El viejo caldo de cultivo asociado a la violencia terrorista hierve en Camisea pero hasta ahí nomás. La diferencia con el pasado es que ahora la inmensa mayoría de peruanos sabemos que ese no es el drama del que una banda de iluminados busca redimirnos, sino el pretexto para que mantengan su vigencia y atenúen los apremios de su clandestinidad y su vida a salto de mata.
Lo dramático es que cuando uno oye a los liberados decir, unánimemente, que no han sido maltratados y cuando se oye a los pobladores de Kiteni, en los enlaces de TV en vivo, quejarse del Estado y de las empresas de la zona, no se puede dejar de ver a la potencial clientela social que necesitan los delincuentes para seguir con sus negocios de narcotráfico y, si algo les queda de ideología, jugar a la revolución focalizada.
Hayan cobrado o no un rescate (los expertos siguen discutiendo esto, pero también apuntan que no es precisamente dinero lo que les falta a los Quispe Palomino), este espectáculo de zozobra nacional, de obreros que no guardan mal recuerdo de su captura y de pequeñas comunidades aturdidas y desplazadas por las operaciones, ya es un activo para los malos y un pasivo en nuestro control de daños.
Eso de ‘victoria impecable’ solo puede existir en la portada de “El Peruano”. Pero hay algo mucho más dramático: que el ‘neoterrorismo’ o ‘posterrorismo’ de los Quispe Palomino no es el enemigo principal.
Lo es la mafia del narcotráfico que ha penetrado hasta los poderes del Estado y lava sus activos en el ‘boom’ constructor, en la educación, en la pesca, el transporte y en actividades inimaginables.
Cada línea o minuto de reflexión dedicado al terrorismo a secas contribuye a invisibilizar la presencia del narcotráfico en nuestra sociedad. No está de más exigir eficacia operativa al combate de los Quispe Palomino en la zona, pero el eje de nuestra preocupación tiene que ser la estrategia nacional de lucha contra el narcotráfico.
Devida se ha convertido en una entelequia coordinadora y facilitadora de proyectos y decisiones entre distintas instancias del Ministerio del Interior.
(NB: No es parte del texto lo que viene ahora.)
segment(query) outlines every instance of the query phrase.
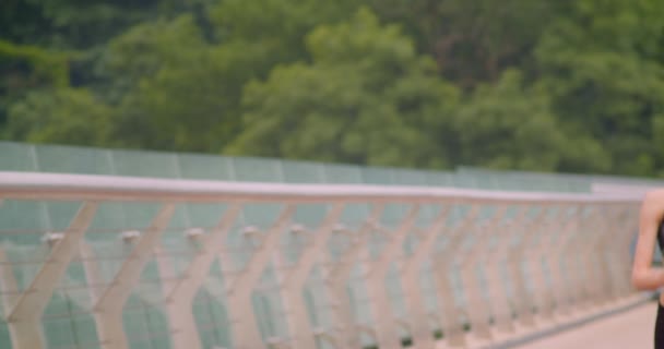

Esto lo ha dado a entender su propia jefa, Carmen Masías, que ha resultado otra víctima de la falta de brújula y voluntad política en la lucha contra el narcotráfico.
El anterior jefe de Devida, Ricardo Soberón, chocó con esas instancias policiales, y su salida sembró más caos del que ya había en la lucha antidrogas.
El presidente Humala, como jefe de las fuerzas del orden, según mandala Constitución, y como jefe del Consejo Nacional de Seguridad Ciudadana según su propia decisión política al inicio de su gobierno, nos debe una declaración urgente sobre la estrategia nacional contra el narcotráfico.